Here are nine findings from some of the required conditions:

1. Prospect must address the life safety and physical plant violations that state and federal regulators have cited, including inadequate life safety equipment and roof repairs.

2. Prospect must comply with Mr. Neronha's 2021 decision and pay the outstanding balance due to vendors for the hospitals.

3. Eighty million dollars in funding from Prospect and Centurion must be dedicated to the CharterCare system, regardless of failure to secure the funding through bond transactions.

4. An additional $66.8 million must be contributed by Prospect and Centurion to a dedicated fund. Prospect can apply the $47 million in outstanding escrow funds from the 2021 decision to support the CharterCare system. Centurion will not be able to use the funding for management fee or executive compensation. "Centurion’s management fee will be paid only to the extent that the Transacting Parties remain in compliance with all conditions of the Decision," the release said.

5. CharterCare system's board must adopt best governance practices, feature community and local input, and can not "alienate, encumber, or pledge New CharterCARE System's assets" without a notice to or approval from Mr. Neronha.

6. A turnaround consultant for CharterCare must be funded by Prospect and Centurion and approved by Mr. Neronha. 

7. Timing, process and effort levels must be outlined to address the application's reliance on future, contingent events like IRS approval of nonprofit status.

8. CharterCare must meet charity care industry standards and properly fund community health needs that are identified.

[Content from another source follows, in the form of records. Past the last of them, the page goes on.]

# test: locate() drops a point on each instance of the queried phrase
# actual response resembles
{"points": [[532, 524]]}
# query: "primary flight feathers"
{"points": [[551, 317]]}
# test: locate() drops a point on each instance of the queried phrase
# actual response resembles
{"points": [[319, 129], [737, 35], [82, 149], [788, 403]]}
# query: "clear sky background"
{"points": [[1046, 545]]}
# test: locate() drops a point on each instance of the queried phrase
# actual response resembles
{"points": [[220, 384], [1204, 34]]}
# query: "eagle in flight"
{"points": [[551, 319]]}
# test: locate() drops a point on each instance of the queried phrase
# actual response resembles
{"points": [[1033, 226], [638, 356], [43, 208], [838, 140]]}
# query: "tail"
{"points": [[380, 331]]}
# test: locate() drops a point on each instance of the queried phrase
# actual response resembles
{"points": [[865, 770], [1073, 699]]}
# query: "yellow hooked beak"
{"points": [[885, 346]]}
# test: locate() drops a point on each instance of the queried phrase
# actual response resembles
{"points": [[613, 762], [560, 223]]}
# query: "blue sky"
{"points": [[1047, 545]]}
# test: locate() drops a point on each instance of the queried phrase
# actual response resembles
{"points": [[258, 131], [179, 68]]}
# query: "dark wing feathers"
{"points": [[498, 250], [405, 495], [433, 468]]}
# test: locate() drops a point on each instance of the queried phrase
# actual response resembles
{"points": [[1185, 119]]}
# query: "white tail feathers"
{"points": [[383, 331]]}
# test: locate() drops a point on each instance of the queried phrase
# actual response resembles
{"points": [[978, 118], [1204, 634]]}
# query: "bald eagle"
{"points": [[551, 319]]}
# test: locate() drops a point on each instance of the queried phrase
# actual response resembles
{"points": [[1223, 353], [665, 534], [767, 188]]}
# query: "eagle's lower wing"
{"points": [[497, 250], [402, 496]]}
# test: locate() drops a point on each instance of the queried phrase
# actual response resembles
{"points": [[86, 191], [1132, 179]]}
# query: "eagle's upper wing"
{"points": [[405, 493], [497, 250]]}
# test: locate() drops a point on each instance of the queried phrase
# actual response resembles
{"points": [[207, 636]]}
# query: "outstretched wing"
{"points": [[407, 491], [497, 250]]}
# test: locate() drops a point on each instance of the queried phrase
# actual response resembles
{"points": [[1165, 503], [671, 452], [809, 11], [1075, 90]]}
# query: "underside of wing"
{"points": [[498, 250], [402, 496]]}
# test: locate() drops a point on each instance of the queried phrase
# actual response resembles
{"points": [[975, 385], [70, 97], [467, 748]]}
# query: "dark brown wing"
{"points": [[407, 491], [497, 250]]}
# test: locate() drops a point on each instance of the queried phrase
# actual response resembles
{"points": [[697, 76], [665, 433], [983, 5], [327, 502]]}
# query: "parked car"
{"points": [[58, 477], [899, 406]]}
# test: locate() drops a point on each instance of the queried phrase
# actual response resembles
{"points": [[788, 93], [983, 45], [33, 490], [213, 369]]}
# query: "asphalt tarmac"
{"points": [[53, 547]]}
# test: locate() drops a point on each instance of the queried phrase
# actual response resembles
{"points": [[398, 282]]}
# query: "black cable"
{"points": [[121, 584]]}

9. Mr. Neronha must be notified by CharterCare regarding any workforce reductions that meet a specific threshold. The existing level of employee benefits must be maintained during the initial period after the proposed transaction closes.

"Beyond the numbers, figures, and provisions that make up a transaction are the communities, patients, and providers that these hospitals serve and employ, Mr. Neronha said in the release. "Our conditions aim to ensure that these hospitals continue to deliver quality, accessible, and affordable healthcare, gainfully employ thousands of Rhode Islanders, and successfully operate long into the future."

The state's department of health is expected to issue a separate decision on the transaction, the release said.

Becker's has reached out to Prospect Medical Holdings for comment and will update this story should more information become available.